Alcohol drives Oglala Sioux Tribe's lawsuit whiteclay,
Neb., has a population of 14 people. It is in northwest Nebraska, bordering the Pine Ridge Indian Reservation, only two miles from the city of Pine Ridge. Whiteclay has four off-sale beer stores that, according to numerous sources, sell approximately 4.5 million cans of beer annually. So who could be buying all that beer?
The Oglala Sioux Tribe has filed a lawsuit against the owners of the four beer stores in Whiteclay in addition to the beer distributors and manufacturers that supply those stores. It is illegal to consume or possess alcohol on the Pine Ridge Indian Reservation. But the tribe says these stores are undermining that law by providing the alcohol just beyond the border, knowing full well who they are selling it to and where it is going.

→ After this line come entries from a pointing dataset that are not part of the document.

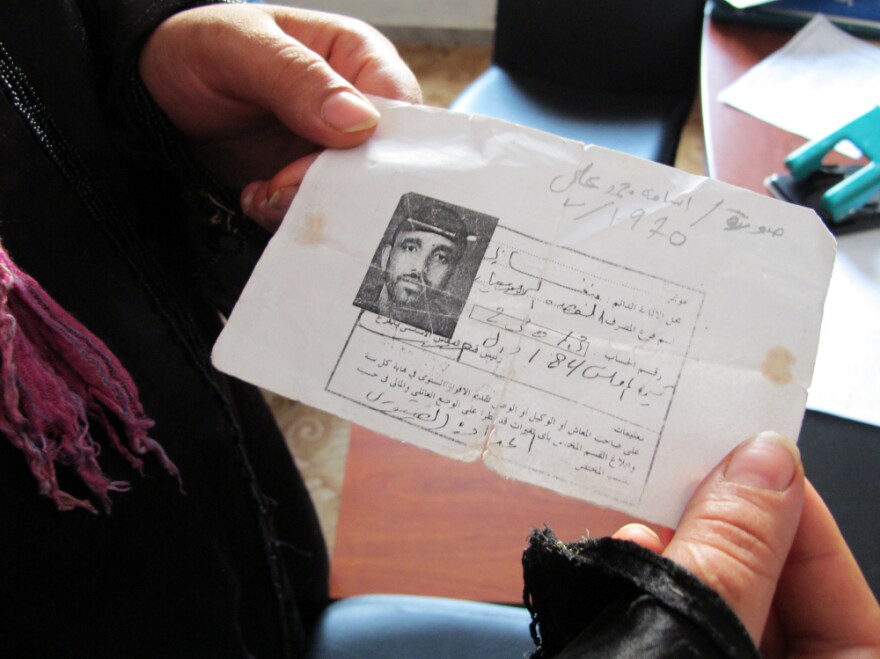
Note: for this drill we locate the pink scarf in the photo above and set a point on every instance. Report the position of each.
(56, 378)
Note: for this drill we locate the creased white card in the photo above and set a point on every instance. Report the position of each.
(575, 317)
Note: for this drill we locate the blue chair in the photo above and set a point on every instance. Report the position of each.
(618, 73)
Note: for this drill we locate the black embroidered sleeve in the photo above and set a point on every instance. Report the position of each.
(610, 598)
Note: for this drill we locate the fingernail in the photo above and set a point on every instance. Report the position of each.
(769, 461)
(281, 200)
(348, 112)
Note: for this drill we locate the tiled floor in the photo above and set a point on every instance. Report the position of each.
(319, 441)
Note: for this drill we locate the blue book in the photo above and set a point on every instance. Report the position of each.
(860, 17)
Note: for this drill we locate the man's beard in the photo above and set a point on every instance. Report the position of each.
(409, 293)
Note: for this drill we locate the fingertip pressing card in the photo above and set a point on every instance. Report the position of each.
(575, 317)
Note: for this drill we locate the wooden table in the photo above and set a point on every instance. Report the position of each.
(414, 522)
(841, 457)
(741, 149)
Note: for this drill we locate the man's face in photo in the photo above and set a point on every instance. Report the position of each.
(416, 262)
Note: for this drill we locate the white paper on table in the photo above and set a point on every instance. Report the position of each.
(819, 81)
(623, 325)
(846, 381)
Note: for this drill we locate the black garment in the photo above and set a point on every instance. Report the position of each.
(613, 599)
(99, 203)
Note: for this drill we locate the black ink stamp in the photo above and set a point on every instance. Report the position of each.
(424, 268)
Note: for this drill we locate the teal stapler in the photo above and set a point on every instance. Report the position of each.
(846, 197)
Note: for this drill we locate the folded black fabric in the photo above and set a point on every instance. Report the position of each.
(613, 598)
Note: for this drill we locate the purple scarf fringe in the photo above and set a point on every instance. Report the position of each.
(56, 378)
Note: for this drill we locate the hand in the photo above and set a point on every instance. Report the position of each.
(760, 535)
(257, 90)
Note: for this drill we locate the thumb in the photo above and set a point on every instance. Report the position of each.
(301, 86)
(738, 528)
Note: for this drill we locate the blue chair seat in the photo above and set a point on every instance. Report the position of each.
(644, 125)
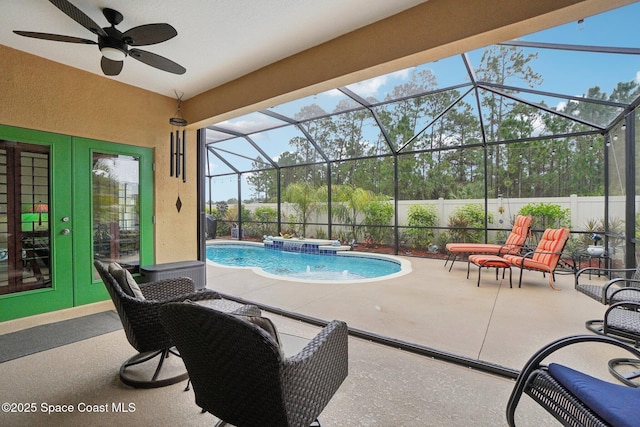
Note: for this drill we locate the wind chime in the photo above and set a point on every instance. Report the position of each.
(178, 166)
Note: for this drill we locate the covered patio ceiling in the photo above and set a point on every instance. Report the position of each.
(575, 74)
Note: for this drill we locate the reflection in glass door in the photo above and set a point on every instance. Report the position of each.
(25, 239)
(116, 209)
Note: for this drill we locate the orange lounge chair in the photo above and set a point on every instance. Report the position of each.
(513, 245)
(546, 256)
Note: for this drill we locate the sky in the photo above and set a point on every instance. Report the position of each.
(569, 73)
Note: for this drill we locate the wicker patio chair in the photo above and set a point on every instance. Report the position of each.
(572, 397)
(545, 257)
(513, 245)
(240, 374)
(138, 307)
(613, 290)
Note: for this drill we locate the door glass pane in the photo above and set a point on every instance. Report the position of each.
(116, 213)
(25, 240)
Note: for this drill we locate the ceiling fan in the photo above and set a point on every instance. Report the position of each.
(114, 44)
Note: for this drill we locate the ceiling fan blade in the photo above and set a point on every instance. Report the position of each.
(111, 68)
(54, 37)
(157, 61)
(149, 34)
(79, 16)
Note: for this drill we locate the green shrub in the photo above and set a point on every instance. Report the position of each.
(547, 215)
(376, 215)
(466, 224)
(421, 216)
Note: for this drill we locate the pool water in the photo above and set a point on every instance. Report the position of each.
(302, 266)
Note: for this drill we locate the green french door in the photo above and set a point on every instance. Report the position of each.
(113, 201)
(64, 201)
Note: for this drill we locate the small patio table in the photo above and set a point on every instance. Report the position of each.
(489, 261)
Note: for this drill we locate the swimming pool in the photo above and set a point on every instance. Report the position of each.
(345, 267)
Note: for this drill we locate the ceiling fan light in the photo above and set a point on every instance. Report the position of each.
(112, 53)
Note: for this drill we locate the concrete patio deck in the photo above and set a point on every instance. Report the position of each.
(386, 386)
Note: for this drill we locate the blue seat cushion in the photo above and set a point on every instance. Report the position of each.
(617, 404)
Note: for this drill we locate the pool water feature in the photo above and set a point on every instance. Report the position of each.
(350, 266)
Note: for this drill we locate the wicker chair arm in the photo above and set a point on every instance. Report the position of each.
(167, 288)
(536, 360)
(628, 305)
(508, 247)
(632, 290)
(607, 271)
(316, 372)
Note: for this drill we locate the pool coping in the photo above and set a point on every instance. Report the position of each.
(405, 265)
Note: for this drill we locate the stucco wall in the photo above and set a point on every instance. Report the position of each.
(39, 94)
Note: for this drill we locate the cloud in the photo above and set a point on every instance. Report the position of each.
(370, 87)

One might characterize this as a frivolous lawsuit, wondering “Why don’t the Indians just stop buying beer?” But this simplistic response ignores the reality of the situation on the Pine Ridge Indian Reservation, as well as the role alcohol has playing in the lives of American Indians for the past 160 years
Author Michael Marvin reports some alarming statistics related to Indian alcohol use:
• Alcoholism death rates in the reservation area are 1,622 percent higher than the national population mean.
• Tuberculosis death rates in the reservation area are 1,233 percent higher than the national population.
• Diabetes mellitus death rates in the reservation area are 517 percent higher than the national population mean.
• Suicide rates in the reservation area are 265 percent higher than the national population mean.
Beginning with the Fort Laramie treaties of 1851 and 1868, American Indians were forced to confine themselves to the reservations. They were forced to completely change their nomadic lifestyle to one of sedentary farming in western South Dakota. The children, ages 6 to 16, were taken away from their parents and shipped hundreds of miles away to a “white” school. They were forced to wear uniforms, cut their hair (a sign of mourning in their culture), speak only English (students were beaten for speaking their native language), and taught Christianity. On the grounds of the most well-known of these schools, the Carlisle Indian School in Pennsylvania, are the graves of 186 students who died there. The boarding school era continued for decades, removing American Indian children from their families.
Today, the U.S. Census bureau reports that the percentage of households living at or below the poverty rates on the Pine Ridge Indian Reservation are 365 percent higher than the national population mean. One might argue that the denigration of tribes, and their children, continues with the enabling (for profit) by businesses such as those in Whiteclay.